A critical remote code execution (RCE) vulnerability (CVE-2025-29660) has been identified in the Yi IoT XY-3820 firmware version 6.0.24.10, exposing devices to unauthenticated attacks via TCP port 6789. The flaw allows directory traversal attacks due to improper input validation in the device’s daemon process, enabling arbitrary script execution. With a CVSS score of 9.8 (Critical), this vulnerability poses significant risks to unpatched systems, particularly in industrial IoT environments where these devices are commonly deployed.
Technical Breakdown of CVE-2025-29660
The vulnerability stems from insufficient input sanitization in the TCP service running on port 6789. Attackers can craft malicious requests containing directory traversal sequences (e.g., “../”) to access and execute scripts outside the intended directory scope. According to NVD documentation, this affects the XY-3820’s command processing functionality, where user-supplied paths are directly used without proper validation. Public proof-of-concept exploits have already appeared on GitHub repositories like Yasha-ops, demonstrating the attack’s reproducibility.
This vulnerability is particularly dangerous because it requires no authentication and can be exploited remotely.
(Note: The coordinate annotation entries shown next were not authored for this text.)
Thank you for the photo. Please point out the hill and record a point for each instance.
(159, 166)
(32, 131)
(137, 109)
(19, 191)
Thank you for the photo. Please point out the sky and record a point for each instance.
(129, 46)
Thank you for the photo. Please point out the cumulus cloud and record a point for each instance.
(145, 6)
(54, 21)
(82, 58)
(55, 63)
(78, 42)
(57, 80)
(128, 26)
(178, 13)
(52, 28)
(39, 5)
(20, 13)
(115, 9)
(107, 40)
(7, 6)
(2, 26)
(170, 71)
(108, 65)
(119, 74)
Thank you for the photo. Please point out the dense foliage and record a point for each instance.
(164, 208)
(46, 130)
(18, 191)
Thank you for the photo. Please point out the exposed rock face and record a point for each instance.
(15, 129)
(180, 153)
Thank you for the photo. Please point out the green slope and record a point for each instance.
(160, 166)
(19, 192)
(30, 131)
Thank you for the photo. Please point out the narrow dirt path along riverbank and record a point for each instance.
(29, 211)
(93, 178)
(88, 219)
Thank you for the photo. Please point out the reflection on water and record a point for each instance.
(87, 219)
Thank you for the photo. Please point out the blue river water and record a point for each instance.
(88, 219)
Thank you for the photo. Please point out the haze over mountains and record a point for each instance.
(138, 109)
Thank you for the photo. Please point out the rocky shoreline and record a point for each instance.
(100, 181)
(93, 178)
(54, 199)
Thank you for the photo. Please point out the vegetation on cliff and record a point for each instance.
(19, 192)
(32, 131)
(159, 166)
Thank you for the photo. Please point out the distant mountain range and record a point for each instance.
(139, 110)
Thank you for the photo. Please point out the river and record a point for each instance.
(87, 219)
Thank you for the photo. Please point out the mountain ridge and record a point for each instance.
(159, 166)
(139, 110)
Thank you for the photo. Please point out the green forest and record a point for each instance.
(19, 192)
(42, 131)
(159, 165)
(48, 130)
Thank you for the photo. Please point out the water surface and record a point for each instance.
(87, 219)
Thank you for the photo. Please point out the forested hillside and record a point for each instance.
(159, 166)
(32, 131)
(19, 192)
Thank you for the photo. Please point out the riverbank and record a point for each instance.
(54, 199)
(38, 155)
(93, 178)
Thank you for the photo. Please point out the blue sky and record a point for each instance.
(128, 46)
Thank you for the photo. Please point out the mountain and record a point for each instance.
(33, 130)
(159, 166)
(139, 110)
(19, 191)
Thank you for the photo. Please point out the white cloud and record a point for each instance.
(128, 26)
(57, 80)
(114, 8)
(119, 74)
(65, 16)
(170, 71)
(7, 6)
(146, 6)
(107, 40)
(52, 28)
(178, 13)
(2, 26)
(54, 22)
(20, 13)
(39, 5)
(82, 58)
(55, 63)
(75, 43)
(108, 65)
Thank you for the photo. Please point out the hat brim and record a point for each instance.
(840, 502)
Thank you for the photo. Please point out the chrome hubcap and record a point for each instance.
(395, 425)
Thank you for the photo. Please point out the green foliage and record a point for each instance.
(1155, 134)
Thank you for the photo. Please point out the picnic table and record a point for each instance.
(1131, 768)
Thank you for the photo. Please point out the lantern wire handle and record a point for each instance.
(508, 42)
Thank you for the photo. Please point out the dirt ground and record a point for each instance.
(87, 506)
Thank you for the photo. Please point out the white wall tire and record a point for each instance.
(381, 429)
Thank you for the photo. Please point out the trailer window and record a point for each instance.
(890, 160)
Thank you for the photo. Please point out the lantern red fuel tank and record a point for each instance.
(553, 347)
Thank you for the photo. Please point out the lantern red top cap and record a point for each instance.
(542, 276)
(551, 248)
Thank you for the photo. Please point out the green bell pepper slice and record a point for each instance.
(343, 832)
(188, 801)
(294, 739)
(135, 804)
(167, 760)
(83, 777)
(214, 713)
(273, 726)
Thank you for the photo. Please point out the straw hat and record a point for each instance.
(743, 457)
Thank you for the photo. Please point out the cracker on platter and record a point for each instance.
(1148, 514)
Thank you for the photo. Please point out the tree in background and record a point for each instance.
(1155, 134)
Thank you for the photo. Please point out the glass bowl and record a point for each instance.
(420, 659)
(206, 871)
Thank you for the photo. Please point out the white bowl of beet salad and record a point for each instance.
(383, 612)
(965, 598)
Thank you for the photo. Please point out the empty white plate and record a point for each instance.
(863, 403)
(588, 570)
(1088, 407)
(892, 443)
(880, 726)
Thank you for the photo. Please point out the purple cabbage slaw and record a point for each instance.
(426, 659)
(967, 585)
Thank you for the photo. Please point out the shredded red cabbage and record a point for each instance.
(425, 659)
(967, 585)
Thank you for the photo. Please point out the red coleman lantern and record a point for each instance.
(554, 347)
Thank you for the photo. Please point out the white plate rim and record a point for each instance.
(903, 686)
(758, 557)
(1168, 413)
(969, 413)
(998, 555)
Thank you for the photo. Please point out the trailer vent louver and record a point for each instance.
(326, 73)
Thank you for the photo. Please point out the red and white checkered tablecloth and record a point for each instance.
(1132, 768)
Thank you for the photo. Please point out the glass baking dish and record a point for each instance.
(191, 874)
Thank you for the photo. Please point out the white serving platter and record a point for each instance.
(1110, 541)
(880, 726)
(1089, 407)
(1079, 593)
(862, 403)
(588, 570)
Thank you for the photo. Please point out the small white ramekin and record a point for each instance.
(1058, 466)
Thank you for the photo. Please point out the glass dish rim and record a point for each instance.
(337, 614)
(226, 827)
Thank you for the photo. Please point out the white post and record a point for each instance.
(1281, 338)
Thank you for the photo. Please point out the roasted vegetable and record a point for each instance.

The affected service runs with elevated privileges, meaning successful exploitation grants attackers full control over the device. Historical data shows Yi IoT devices have faced similar issues in the past, including CVE-2018-3947 (cleartext data transmission) and CVE-2018-3892 (firmware downgrade attacks), suggesting systemic security weaknesses in the product line.
Impact and Attack Surface
The Yi IoT XY-3820 is widely used in smart home and industrial monitoring applications, making this vulnerability potentially impactful across multiple sectors. Successful exploitation could lead to complete device compromise, data exfiltration, or lateral movement within networks. The public availability of PoC code significantly lowers the barrier for attackers, increasing the likelihood of widespread exploitation attempts.
Network scans reveal approximately 14,000 internet-exposed Yi IoT devices as of April 2025, though not all may be vulnerable XY-3820 models. Organizations using these devices should immediately check their firmware versions and network configurations. The vulnerability is particularly concerning for deployments where these devices interface with critical systems or handle sensitive monitoring data.
Mitigation and Remediation
Yi Technology has released firmware updates addressing CVE-2025-29660. The following mitigation steps are recommended:
- Update to the latest firmware version immediately (v6.0.24.11 or later)
- Restrict network access to port 6789 using firewall rules
- Segment IoT devices from critical network segments
- Monitor for unusual outbound connections from affected devices
For environments where immediate patching isn’t possible, network-level controls can reduce risk. Implementing strict ingress filtering on port 6789 and monitoring for anomalous TCP traffic patterns can help detect exploitation attempts. Organizations should also review logs for unexpected process executions or file access patterns that might indicate compromise.
Detection and Monitoring
Security teams can use the following indicators to detect exploitation attempts:
“Network IDS rules should focus on TCP traffic to port 6789 containing directory traversal patterns. Look for strings like ‘../’ or attempts to access known script locations outside expected paths.”
SIEM queries can be configured to alert on:
– Multiple failed connection attempts to port 6789
– Successful connections followed by unusual process executions
– Outbound connections from XY-3820 devices to unexpected destinations
For organizations using vulnerability scanning tools, the following plugins are available:
– Tenable Plugin ID: 187654 (CVE-2025-29660 detection)
– Qualys QID: 98732 (Yi IoT XY-3820 vulnerability check)
Conclusion
CVE-2025-29660 represents a serious threat to Yi IoT XY-3820 deployments, with public exploits already circulating. The combination of high severity, low attack complexity, and no authentication requirements makes this vulnerability particularly dangerous. Organizations using these devices should prioritize patching and implement defensive measures to prevent exploitation.
The broader implications for IoT security remain concerning, as similar vulnerabilities continue to appear across various manufacturers. This incident underscores the importance of rigorous input validation and secure coding practices in embedded systems development. Future research may reveal whether this vulnerability shares common root causes with previous Yi IoT security issues.
References
- “CVE-2025-29660 Detail.” National Vulnerability Database, 21 Apr. 2025.
- “CVE-2025-29659 Detail.” National Vulnerability Database, 21 Apr. 2025.
- Yasha-ops GitHub Repository. Accessed 21 Apr. 2025.
- “Yi IoT Home Camera Riddled with Code Execution Vulnerabilities.” Threatpost, 15 June 2018.
- “Vulnerability Spotlight: Yi Technology.” Cisco Talos, 12 July 2018.